Erldunda is a pastoral lease that operates as a cattle station 200 km south of Alice Springs in the Northern Territory of Australia.

==History==
The property was established in the 1870s by Richard Warburton who stocked it in 1884, and the property remained with the Warburton family until the 1920s, when it was bought by the Stanes family.

==Location and description==
Erldunda occupiea an area of 1200 sqmi that carried a herd of 6,500 head of Santa Gertrudis cattle in 2010.

The station shares boundaries with other pastoral leases, such as Lyndavale to the west, Mount Ebenezer and Palmer Valley to the north, Idracowra to the east, and Umbeara and Victory Downs to the south. The ephemeral watercourses Karinga Creek and Kalamurta Creek both flow through the property. Lyndavale and Mount Ebenezer were as of 2019 owned by the Stanes family.

==Native title ruling==

In April 2023, a Federal Court ruling determined in favour of the native title application lodged by Anangu seven years earlier for around 10,000 km2 of pastoral lease land that includes Erldunda, Lyndavale, and Curtin Springs stations. This was the first recognition of commercial rights in Central Australia.
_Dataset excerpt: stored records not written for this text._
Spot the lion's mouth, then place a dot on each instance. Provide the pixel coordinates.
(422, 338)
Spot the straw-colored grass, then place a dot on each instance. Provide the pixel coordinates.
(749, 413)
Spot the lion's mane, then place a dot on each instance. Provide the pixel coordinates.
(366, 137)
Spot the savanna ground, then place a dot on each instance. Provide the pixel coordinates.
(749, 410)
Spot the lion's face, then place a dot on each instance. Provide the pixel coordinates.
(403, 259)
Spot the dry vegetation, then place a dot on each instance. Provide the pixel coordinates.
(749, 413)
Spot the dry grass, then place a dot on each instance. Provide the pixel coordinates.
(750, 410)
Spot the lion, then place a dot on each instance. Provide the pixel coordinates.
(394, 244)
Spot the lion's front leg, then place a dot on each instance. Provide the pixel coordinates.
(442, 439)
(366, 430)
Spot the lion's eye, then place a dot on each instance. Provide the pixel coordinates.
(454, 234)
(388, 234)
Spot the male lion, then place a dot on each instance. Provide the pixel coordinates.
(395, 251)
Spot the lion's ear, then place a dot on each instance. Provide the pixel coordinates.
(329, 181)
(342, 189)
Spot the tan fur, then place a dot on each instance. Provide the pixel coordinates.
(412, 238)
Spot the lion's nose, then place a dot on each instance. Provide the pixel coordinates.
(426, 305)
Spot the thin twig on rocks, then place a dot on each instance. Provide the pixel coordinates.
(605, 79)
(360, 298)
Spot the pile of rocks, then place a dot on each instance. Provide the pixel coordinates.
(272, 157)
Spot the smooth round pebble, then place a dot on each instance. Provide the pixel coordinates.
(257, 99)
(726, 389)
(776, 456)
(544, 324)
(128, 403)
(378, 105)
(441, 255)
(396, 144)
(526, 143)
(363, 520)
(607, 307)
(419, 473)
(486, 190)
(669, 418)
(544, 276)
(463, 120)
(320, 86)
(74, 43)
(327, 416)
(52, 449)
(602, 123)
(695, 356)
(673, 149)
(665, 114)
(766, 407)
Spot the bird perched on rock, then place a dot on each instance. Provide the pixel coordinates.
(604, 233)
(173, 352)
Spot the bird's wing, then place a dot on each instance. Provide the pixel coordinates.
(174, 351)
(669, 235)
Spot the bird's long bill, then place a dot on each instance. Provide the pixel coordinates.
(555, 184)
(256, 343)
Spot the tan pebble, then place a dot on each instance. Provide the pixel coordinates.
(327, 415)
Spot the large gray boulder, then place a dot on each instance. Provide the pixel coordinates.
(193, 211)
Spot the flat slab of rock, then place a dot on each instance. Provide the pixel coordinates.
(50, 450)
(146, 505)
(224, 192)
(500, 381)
The ruling, which was handed down by Justice Mordy Bromberg at a gathering in the remote community of Imanpa, granted traditional owners the right to hunt and perform ceremonies on the land, and also to be consulted over its use. However neither the native title holders nor the pastoralists have rights over mineral exploration, and licences for potash mining are held over the lakes. Ross Stanes welcomed the determination, saying that his family had "had a long, long relationship with [Anangu], and that both pastoralists and native title holders respected each others' rights.